A moça sai da tal loja e ao enveredar por um estrada, encontra um rapaz que aparenta estar desolado, pelo fato do pneu do seu automóvel estar murcho. Apesar de ser um rapaz com porte físico, denota em seu modo de portar-se, estar inseguro e assim, por incrível que pareça, Dorothy, que é mulher e seguramente tem a metade do seu tamanho, é quem o ajuda a trocar o pneu. O rapaz é um personagem que já houvera participado anteriormente, ao ter interpretado o baixista da banda Wally and The Falcons. Desta feita, ele é apresentado simplesmente como o “surfista” (interpretado por Bruce Spence), a carregar uma prancha na capota de seu automóvel. E certamente a representar simbolicamente o personagem do homem de palha, desprovido de inteligência, representado na história original. É neste momento que o filme adquire de fato uma roupagem como Roadie Movie, pois Dorothy sai com ele ao aceitar a carona e daqui em diante, as cenas de estrada regadas a Rock’n’Roll, serão constantes.

Em um posto de gasolina remoto ao longo da estrada, o surfista estaciona o carro para abastecer. Enquanto Dorothy e o surfista entram na lanchonete para comer algo, eis que surge o homem rude que a abordara a culpá-la por ter provocado a morte de seu irmão. Mas ele não quer apenas isso, pois fica explícito que pretende estuprá-la, ao tornar a fantasia supostamente com teor infantil, bem mais pesada, digamos. Ela consegue desvencilhar-se e sem que o surfista perceba a gravidade da situação, o induz a entrar rapidamente no carro e fugir dali. Naturalmente que tal personagem representa, Baba Yaga, a bruxa malvada do livro original.

Neste ponto, tornou-se óbvia a referência ao filme: “Duel” (“Acossado”), de Steven Spielberg, e lançado em 1971, visto que o tal caminhoneiro passa a perseguir a moça pela estrada, a bordo dos seu caminhão, tal como no filme de Spielberg.
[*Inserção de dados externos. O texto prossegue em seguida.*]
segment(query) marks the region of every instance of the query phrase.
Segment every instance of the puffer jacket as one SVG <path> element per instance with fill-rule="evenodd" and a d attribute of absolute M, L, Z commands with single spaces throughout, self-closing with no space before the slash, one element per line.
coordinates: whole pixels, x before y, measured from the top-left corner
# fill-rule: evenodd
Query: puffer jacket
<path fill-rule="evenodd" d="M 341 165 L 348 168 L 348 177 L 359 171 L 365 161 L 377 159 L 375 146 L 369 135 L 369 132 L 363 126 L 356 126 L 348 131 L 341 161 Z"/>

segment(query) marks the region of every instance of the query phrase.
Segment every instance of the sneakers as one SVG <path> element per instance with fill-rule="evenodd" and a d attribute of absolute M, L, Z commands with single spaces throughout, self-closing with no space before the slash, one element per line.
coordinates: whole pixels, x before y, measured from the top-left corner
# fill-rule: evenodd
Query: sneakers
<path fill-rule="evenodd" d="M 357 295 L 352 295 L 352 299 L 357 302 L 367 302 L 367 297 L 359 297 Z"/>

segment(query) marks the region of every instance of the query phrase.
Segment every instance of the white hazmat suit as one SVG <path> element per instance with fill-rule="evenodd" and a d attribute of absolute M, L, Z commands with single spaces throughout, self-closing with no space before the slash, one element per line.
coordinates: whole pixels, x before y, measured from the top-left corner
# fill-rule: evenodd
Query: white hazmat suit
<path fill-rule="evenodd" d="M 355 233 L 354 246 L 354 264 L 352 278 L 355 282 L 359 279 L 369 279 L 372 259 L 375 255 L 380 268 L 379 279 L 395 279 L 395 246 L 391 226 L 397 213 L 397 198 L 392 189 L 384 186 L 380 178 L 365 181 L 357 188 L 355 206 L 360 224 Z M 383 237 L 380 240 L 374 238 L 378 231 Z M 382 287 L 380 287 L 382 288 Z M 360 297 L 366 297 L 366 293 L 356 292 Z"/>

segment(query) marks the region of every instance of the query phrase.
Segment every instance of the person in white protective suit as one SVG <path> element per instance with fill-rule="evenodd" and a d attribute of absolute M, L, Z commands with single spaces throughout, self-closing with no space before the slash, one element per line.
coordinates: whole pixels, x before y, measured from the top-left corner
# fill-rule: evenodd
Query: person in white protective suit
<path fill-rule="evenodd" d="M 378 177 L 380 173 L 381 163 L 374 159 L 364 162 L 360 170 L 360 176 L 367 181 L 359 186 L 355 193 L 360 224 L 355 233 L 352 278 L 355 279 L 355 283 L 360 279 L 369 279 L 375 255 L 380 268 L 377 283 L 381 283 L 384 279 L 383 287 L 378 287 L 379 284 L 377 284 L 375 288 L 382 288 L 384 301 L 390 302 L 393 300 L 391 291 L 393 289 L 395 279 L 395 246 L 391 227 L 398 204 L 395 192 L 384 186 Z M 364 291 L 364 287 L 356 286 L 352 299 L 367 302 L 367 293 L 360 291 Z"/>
Em outra parada na estrada, o surfista e Dorothy param em um posto onde o mecânico de plantão, sabota o carro do casal para forçar a efetuação do serviço ou por pura maldade. Trata-se do personagem do mecânico (interpretado por Michael Carman), que também fora o baterista da banda no início da história. Ao parecer um sujeito desalmado, logicamente faz as vezes do personagem do espantalho sem sentimentos, do filme original e que necessitava adquirir um coração para poder adquirir o sentido da empatia. Surge mais um personagem, um motociclista todo cheio de agressividade, mas que na verdade, mostra-se um completo covarde, e certamente a representar o leão medroso da história clássica. Tal personagem é o “motociclista”, que fora também o guitarrista do começo do filme e foi interpretado por Gary Wadell.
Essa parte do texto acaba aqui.